Elle sera directement affectée à la T.V. publique et ne tombera pas dans le budget général.

Cette taxe aurait le grand avantage d’indexer les ressources de la T.V. publique sur l’évolution du marché de la publicité. Elle aurait donc le même référent que les T.V. commerciales.

La T.V. publique retrouverait sa liberté en termes de programmation, et de création, avec l’assurance de ressources qui ne seraient pas liées au bon vouloir des parlementaires et du gouvernement et n’exigerait pas une augmentation brutale de la redevance.

Cette proposition a déjà été avancée il y a douze ans par un groupe de travail qui rassemblait sociologue, publicitaire, juriste, spécialiste des finances, réalisateur de télévision (Pierre Bourdieu, Ange Casta, Max Gallo Claude Marti, Jean Martin, Christian Pierret). La presse et les radios s’en sont largement fait l’écho. Elle a failli déboucher sous le gouvernement de Michel Rocard qui avait donné son accord. Elle a été écartée à la suite de pressions très fortes...
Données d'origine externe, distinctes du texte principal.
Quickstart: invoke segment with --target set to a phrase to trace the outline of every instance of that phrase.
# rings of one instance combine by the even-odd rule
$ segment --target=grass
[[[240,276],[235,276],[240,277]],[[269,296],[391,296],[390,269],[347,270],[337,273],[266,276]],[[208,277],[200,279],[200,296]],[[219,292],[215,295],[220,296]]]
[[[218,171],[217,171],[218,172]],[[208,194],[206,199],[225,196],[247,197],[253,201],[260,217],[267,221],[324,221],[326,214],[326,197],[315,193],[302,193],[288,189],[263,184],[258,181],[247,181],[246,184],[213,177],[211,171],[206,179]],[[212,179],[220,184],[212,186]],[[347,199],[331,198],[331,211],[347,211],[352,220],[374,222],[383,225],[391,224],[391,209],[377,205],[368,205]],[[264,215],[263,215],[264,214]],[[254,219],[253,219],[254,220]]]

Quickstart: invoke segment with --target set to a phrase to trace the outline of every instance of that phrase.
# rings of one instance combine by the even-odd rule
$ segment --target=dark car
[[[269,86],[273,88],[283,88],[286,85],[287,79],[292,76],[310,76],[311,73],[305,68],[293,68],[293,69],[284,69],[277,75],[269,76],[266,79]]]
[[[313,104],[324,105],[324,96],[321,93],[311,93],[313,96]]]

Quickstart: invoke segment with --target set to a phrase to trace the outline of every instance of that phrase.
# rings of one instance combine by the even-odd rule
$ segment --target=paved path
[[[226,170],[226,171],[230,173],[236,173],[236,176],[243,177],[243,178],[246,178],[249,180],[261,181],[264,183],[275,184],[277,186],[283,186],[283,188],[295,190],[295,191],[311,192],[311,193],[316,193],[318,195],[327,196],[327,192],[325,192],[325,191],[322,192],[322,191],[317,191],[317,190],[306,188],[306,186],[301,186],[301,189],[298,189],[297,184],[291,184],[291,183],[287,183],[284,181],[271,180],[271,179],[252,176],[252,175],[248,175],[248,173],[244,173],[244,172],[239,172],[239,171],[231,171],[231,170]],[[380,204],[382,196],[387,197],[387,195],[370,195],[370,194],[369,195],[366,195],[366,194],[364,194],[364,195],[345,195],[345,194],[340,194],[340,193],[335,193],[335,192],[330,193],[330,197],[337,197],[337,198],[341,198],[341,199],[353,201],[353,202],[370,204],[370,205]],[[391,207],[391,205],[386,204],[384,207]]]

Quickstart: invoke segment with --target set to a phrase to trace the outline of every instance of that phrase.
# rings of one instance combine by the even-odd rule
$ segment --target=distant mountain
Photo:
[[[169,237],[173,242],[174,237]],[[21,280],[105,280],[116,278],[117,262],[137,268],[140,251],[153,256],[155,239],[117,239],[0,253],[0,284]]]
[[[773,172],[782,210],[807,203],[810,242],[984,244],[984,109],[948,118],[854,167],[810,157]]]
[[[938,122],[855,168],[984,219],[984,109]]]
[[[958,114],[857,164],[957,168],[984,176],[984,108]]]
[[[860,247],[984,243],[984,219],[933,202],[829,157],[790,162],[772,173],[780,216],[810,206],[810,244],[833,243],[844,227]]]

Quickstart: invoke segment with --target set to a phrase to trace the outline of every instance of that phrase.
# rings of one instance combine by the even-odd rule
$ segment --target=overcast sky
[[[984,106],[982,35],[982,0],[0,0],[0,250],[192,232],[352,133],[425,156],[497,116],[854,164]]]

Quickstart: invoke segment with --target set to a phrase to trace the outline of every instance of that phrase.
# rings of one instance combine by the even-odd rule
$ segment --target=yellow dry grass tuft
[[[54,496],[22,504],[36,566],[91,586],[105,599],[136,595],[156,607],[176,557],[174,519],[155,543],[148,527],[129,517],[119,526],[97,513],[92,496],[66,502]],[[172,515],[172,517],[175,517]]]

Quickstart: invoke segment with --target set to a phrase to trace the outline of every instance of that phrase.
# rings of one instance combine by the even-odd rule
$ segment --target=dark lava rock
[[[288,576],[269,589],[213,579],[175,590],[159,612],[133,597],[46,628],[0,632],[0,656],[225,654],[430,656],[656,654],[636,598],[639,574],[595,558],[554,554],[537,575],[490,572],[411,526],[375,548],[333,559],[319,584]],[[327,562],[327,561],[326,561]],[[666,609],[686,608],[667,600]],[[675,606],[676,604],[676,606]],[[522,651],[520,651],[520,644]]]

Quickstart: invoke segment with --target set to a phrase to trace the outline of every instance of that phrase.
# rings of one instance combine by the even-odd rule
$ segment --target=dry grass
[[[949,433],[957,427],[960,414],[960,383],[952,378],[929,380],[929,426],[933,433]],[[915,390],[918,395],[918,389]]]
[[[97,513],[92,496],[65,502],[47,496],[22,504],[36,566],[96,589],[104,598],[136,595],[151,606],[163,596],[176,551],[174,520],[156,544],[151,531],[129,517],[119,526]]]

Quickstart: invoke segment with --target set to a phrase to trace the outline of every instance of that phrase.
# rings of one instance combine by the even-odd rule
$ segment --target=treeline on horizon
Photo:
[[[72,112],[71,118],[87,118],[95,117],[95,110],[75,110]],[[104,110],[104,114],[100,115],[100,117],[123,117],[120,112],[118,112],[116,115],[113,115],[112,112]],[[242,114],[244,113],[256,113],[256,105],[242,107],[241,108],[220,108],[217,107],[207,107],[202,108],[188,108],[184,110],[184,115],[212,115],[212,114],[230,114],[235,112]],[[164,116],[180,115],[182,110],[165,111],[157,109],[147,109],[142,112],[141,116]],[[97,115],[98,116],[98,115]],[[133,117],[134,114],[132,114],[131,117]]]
On mesure aujourd’hui ce que seraient les ressources de la T.V. publique puisque, à pourcentage constant, elle se calculerait non plus sur les 45 Milliards de 1988, mais sur 200 Milliards.

NOTES
(1) Ressources 1999 : Groupe TF1, 13,2 Milliards - France 2, 5,5 Milliards (Redevance + pub)
(2) 1999 En France, les chaînes de T.V. Publiques et commerciales ont diffusé plus de 3.000 heures de publicité au travers de 480.000 spots publicitaires. (Sources SOCODIP et IREP). Le marché de la publicité qui s’élevait déjà à 45 Milliards en 1988 frôle aujourd’hui les 200 Milliards.